Der local-unbound ist nochmal was anderes als der in den ports. Müsste geklärt werden, was was ist. Den aus den ports willst du aber haben und im Zweifel auch eher nicht auf dem host laufen haben.
Da ich selbst nur die Hälfte verstehe (Netzplan wäre top) und du wahrscheinlich nochmal alles verwerfen und umplanen willst (nach Kenntniserlangung was man alles für Schabernack mit bhyve verschalten kann), wäre eben mein Rat nochmal genau studieren was vswitche sind und leisten.

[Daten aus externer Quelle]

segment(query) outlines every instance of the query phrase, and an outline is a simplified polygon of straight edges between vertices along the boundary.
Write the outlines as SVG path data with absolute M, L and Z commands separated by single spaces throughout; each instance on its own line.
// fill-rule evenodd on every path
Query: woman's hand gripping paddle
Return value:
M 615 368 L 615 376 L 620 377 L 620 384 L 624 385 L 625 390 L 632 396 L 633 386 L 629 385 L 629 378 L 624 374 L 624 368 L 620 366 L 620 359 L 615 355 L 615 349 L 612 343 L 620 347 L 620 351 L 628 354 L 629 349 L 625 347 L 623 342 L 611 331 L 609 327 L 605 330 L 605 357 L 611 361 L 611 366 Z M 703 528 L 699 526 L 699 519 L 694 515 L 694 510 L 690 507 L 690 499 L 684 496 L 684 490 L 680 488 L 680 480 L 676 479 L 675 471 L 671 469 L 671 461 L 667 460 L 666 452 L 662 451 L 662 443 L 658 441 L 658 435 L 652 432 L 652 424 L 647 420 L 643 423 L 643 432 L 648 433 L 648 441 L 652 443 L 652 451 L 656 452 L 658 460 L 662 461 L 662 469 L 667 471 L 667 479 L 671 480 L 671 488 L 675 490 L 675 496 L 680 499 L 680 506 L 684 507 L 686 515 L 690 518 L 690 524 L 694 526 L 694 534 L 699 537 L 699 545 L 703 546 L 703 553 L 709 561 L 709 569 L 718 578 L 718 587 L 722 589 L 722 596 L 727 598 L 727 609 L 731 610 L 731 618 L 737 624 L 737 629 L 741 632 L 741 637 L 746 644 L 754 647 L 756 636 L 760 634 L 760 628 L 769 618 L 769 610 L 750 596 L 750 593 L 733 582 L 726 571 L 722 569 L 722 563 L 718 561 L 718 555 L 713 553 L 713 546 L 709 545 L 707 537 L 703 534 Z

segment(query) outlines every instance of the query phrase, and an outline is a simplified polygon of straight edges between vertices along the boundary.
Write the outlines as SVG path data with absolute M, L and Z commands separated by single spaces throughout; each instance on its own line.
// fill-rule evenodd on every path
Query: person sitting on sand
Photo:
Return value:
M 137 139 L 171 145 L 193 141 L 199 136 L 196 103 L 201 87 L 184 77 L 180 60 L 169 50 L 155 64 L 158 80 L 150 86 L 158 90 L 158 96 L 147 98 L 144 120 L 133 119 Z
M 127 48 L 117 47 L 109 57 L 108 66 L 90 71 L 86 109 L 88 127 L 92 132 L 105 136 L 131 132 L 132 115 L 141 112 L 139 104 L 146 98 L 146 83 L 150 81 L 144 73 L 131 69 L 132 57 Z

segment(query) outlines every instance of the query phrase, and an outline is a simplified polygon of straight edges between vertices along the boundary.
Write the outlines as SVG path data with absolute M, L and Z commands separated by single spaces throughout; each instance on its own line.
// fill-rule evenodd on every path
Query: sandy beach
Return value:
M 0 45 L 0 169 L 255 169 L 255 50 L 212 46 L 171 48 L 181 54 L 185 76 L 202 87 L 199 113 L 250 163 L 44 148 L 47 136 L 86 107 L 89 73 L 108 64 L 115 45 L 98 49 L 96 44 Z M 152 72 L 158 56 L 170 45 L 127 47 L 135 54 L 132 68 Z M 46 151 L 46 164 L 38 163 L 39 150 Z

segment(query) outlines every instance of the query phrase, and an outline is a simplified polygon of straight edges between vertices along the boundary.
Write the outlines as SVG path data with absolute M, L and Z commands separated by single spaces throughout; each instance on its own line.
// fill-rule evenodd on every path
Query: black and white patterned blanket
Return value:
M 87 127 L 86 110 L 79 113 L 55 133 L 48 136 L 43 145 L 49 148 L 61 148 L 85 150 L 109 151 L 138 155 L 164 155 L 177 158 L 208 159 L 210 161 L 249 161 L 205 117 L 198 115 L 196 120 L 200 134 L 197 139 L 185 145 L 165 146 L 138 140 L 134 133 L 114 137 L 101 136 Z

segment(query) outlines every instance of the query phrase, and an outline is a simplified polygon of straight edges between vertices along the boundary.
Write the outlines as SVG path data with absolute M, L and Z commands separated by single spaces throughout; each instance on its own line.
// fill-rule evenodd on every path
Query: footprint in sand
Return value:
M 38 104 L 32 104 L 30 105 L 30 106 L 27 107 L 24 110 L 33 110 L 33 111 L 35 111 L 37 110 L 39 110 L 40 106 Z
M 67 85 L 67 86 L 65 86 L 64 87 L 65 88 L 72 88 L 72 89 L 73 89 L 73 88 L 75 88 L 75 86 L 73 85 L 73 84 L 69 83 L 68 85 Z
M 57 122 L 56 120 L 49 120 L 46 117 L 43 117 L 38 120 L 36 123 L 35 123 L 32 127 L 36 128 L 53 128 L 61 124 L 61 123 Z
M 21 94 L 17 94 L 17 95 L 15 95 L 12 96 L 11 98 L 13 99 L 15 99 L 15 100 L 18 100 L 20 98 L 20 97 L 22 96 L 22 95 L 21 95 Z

Edit: Als kleinen Stupser bis dahin mein Tip den host als reinen VM-Träger zu sehen und netzwerkseitig als client zu betrachten/konfigurieren.
Sehr edel ausgefuchst wäre, dass man zwei NICports komplett autark in eine VM reinreicht (damit die auf dem host verschwinden und exklusiv einer VM zur Verfügung stehen). Da kann man eine OPNsense reinpacken, hat direkt unbound und kann via plugin Zertifikate via GUI klickern.
Alles weitere dann ebenfalls in VMs sowie den host clientmäßig der sense ggü. konfigurieren und so ausbauen.
Passthrough müssen aber Board, NIC und CPU unterstützen, reine Muskelkraft ist da nicht aussagekräftig.
 
Ich habe so etwas ähnliches laufen, statt richtiger VMs aber Jails. An den mitgelieferten Startscripten fummel ich prinzipiell nie rum und trotzdem steht dort
Code:
# PROVIDE: local_unbound
# REQUIRE: FILESYSTEMS defaultroute netwait resolv
# BEFORE: NETWORKING
# KEYWORD: shutdown
drin. Deshalb denke ich nicht, dass das der Grund ist, warum unbound nicht startet.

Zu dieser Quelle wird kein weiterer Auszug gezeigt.